Mr. Samuel Bailey devotes the last four in his Third Series of 'Letters on the Philosophy of the Human Mind,' to the subject of the Moral Sentiments, or the feelings inspired in us by human conduct. He first sets down five facts in the human constitution, in which moral phenomena originate—

1. Man is susceptible of pleasure and pain of various kinds and degrees.

2. He likes and dislikes respectively the causes of them.

3. He desires to reciprocate pleasure and pain received, when intentionally given by other sentient beings.

4. He himself expects such reciprocation from his fellows, coveting it in the one case, and shunning it in the other.

5. He feels, under certain circumstances, more or less sympathy with the pleasures and pains given to others, accompanied by a proportionate desire that those affections should be reciprocated to the givers.

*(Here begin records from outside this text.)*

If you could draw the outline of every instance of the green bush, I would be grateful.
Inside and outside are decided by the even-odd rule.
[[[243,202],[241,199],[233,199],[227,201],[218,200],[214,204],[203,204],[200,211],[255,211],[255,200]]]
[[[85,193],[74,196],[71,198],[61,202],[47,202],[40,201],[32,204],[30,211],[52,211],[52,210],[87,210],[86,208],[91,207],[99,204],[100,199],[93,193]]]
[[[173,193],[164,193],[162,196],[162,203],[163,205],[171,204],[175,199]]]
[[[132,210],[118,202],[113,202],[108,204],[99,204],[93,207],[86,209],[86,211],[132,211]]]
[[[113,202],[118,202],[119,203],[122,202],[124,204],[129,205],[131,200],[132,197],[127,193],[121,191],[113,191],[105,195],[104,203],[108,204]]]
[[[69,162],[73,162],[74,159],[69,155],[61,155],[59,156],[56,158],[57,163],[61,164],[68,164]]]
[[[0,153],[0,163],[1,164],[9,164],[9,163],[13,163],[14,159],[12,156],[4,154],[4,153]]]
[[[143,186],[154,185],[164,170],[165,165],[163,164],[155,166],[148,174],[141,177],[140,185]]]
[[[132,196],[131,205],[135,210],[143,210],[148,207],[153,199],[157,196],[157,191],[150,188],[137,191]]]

These rudimentary affections, states and operations of consciousness [he is careful to note that, besides feelings, intellectual conditions and processes are involved in them] are found more or less developed in all, or nearly all the human race. In support of the limitation now made, he adduces what are given as authentic accounts of savages devoid of all gratitude and fellow-feeling; and then goes on to trace the nature and development of moral sentiment from the rudimentary powers and susceptibilities mentioned, in those that do possess them. In doing so, he follows the convenient mode of speech that takes actions for the objects that excite the susceptibilities, although, in reality, the objects are no other than human beings acting in particular ways.

The feelings he supposes to be modified in manner or degree, according as actions are (1) done by ourselves to others, or (2) done to others by others, or (3) done to others by ourselves; i.e., according as we ourselves are the subjects, the spectators, or doers of them.

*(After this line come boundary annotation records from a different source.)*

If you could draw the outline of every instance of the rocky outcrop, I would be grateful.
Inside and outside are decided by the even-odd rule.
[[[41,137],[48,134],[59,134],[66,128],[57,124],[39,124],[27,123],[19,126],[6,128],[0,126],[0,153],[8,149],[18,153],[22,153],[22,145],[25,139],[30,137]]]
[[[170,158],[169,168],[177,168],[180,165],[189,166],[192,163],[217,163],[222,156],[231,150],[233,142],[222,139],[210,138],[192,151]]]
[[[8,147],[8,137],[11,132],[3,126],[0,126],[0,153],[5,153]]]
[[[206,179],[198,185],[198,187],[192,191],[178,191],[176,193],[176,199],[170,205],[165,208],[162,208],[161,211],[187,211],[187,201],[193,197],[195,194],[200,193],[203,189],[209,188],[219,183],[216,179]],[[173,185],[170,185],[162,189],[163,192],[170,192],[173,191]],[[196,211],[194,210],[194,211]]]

First, then, he considers our feelings in regard to actions done to us by others, and the more carefully, because these lie at the foundation of the rest. When a fellow-creature intentionally contributes to our pleasure, we feel the pleasure; we feel a liking to the person intentionally conferring it, and we feel an inclination to give him pleasure in return. The two last feelings—liking and inclination to reciprocate, constitute the simplest form of moral approbation; in the contrary case, dislike and resentment give the rudimentary form of moral disapprobation. It is enough to excite the feelings, that the actions are merely thought to be done by the person. They are moral sentiments, even although it could be supposed that there were no other kinds of actions in the world except actions done to ourselves; but they are moral sentiments in the purely selfish form. That, for moral sentiment, mere liking and disliking must be combined with the desire to reciprocate good and evil, appears on a comparison of our different feelings towards animate and inanimate causes of pleasure and pain; there being towards inanimate objects no desire of reciprocation. To a first objection, that the violent sentiments, arising upon actions done to ourselves, should not get the temperate designation of moral approbation and disapprobation, he replies, that such extremes as the passions of gratitude and resentment must yet be identified in their origin with our cooler feelings, when we are mere spectators or actors. A second objection, that the epithet moral is inapplicable to sentiments involving purely personal feeling, and destitute of sympathy, he answers, by remarking that the word moral, in philosophy, should not eulogistically be opposed to immoral, but should be held as neutral, and to mean 'relating to conduct, whatever that conduct may be.' He closes the first head with the observation, that in savage life the violent desire of reciprocation is best seen; generally, however, as he gives instances to show, in the form of revenge and reciprocation of evil.

In the second place, he considers our feelings when we are spectators of actions done to others by others. These form the largest class of actions, but to us they have a meaning, for the most part at least, only as they have an analogy to actions done to ourselves. The variety of the resulting feelings, generally less intense than when we are the subjects of the actions, is illustrated first by supposing the persons affected to be those we love; in this case, the feelings are analogous to those already mentioned, and they may be even more intense than when we ourselves are personally affected. If those affected are indifferent to us, our feelings are less intense, but we are still led to feel as before, from a natural sympathy with other men's pains and pleasures—always supposing the sympathy is not (as often happens) otherwise counteracted or superseded; and also from the influence of association, if that, too, happen not to be countervailed. Of sympathy for human beings in general, he remarks that a certain measure of civilization seems required to bring it properly out, and he cites instances to prove how much it is wanting in savages. In a third case, where the persons affected are supposed to be those we hate, we are displeased when they are made to rejoice, and pleased when they suffer, unless we are overcome by our habitual associations with good and evil actions. Such associations weigh least with rude and savage peoples, but even the most civilized nations disregard them in times of war.